The signifiance disturbs this sort of unity of gesture and meaning. Drawing from his elaboration of "codes" in his structural days, Barthes focuses more on the vertical, paradigmatic reading of images and stills, which imply several different codes or lexias at once. Signifiance is not a particular lexia, but precisely what is between the lexias. To Barthes, at least in the essay "The Third Meaning," signifiance belongs to "the family of the pun, buffoonery, a useless expenditure. Indifferent to moral or aesthetic categories, it is on the side of the carnival" (Barthes 55). Describing the Eisenstein still of a beard, he sounds like he is engaging the carnivalesque logic of Bakhtin: "a multi-layering of meanings which always lets the previous meaning continue, as in a geological formation: saying the opposite without giving up the contrary" (Barthes 58). In other words, there seems to be a kind of undercutting or debasing going on with signifiance--a rupture in the gesture.

Indeed, this rupturing of the gesture from the actor is something Barthes explores in the essay on Banraku theatre:



Barthes claims that Bunraku theatre is signifi(c)ant because it maintains the separation of actor, gesture, and character which he finds also in Brecht's estrangement:
This distance, reputed by us to be impossible, useless, or derisory and speedily abandoned [. . .] is precisely what Bunraku shows--shows how it can function: by the discontinuity of codes, by thte caesurea imposed in the different traits of the representation, so that the copy elaborated on the stage is not destroyed but shattered, scored, freed from the metonymical contagion of voice and gesture, soul and body, which entangles our [the West's] actors
 In Bunraku theater, the "emotion no longer submerges everything in its flood but becomes matter for reading" (Barthes 177). Thus, we return to the problem of 'reading' and, ultimately, the realm of text.

Production

We have been speaking in class a lot about the importance of 'production' as part of visual literacy. Although Defining Visual Rhetorics argues that Barthes is not aware of the material aspects of production, he enjoys confusing the processes of 'reading' and 'production,' arguing that the Text must be read to be really "produced" in any meaningful sense of the term. To really read a text means that we can also re-write it.

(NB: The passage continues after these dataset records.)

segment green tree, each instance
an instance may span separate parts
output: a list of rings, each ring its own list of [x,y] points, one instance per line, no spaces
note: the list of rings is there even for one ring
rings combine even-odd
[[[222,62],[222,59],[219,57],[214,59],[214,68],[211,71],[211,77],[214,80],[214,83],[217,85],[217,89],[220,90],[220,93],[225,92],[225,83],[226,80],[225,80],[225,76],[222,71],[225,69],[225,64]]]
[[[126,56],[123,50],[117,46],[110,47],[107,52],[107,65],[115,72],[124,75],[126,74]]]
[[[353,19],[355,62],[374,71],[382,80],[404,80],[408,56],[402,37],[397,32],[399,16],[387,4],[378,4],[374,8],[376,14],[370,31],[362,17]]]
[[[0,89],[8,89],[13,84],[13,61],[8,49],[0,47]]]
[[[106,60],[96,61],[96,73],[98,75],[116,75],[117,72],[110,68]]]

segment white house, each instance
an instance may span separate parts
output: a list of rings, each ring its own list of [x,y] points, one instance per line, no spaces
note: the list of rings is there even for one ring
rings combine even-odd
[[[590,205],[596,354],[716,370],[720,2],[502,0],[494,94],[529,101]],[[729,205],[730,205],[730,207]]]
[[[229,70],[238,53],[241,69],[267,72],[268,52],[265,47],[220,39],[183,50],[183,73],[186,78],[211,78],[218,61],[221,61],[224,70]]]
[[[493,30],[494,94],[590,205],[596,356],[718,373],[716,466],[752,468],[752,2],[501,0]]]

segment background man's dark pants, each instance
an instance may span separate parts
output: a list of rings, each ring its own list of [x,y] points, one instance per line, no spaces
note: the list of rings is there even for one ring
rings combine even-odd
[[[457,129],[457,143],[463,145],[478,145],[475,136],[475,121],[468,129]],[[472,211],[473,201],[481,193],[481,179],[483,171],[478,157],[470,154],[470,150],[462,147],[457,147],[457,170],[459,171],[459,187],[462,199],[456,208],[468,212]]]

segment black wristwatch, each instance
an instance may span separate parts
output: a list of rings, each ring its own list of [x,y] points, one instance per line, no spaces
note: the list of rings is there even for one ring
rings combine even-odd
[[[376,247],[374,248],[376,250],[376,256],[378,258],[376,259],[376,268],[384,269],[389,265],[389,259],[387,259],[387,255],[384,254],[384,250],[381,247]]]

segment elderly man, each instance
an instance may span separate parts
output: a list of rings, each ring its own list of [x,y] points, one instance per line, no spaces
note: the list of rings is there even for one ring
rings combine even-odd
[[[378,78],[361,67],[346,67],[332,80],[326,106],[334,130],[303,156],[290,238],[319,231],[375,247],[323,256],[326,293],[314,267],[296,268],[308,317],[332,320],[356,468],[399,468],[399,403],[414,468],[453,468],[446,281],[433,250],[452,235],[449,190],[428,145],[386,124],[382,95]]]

Consequences of Barthes Theory

What does Barthes have to offer us in visual rhetoric? Sid claimed that the work of rhetoric "breaks things apart" and claimed this is might not be the way toward understanding of the visual. Indeed, Barthes in his later work is all about breaking apart Texts (or images, or whatever) into smaller pieces, ultimately claiming that the reader unifies these elements: "a text's unity lies not in its origin but in its destination. Yet this destination cannot any longer be personal: the reader is without history, biography, psychology; he is simply that someone who holds together a single field all the traces by which the written text is constituted" (Barthes 148).

From various cultural studies, we know that this kind of "ideal reader" is a critical fiction. The reader does not necessarily unify the text. Barthes has a tendency to steer clear of particular political or social groups when he discusses encounters with texts. I think this may have been one of the things that attracted me to his text as an undergraduate, but now I see that his theories must be modified to be useful in today's critical world.

We need to work through the viability of reading an image like a "text," based in either structural, hermeneutic or deconstructive practices. Visuals, though they can be broken down into their parts, seem to have a kind of unification of affect. Should we merely go back to the rhetorical concepts of ethos, pathos, and logos? Is there another way to describe this unity (holism) of the image without resorting to the "adjective"? Can we really "change the object itself" as Barthes tells us to do?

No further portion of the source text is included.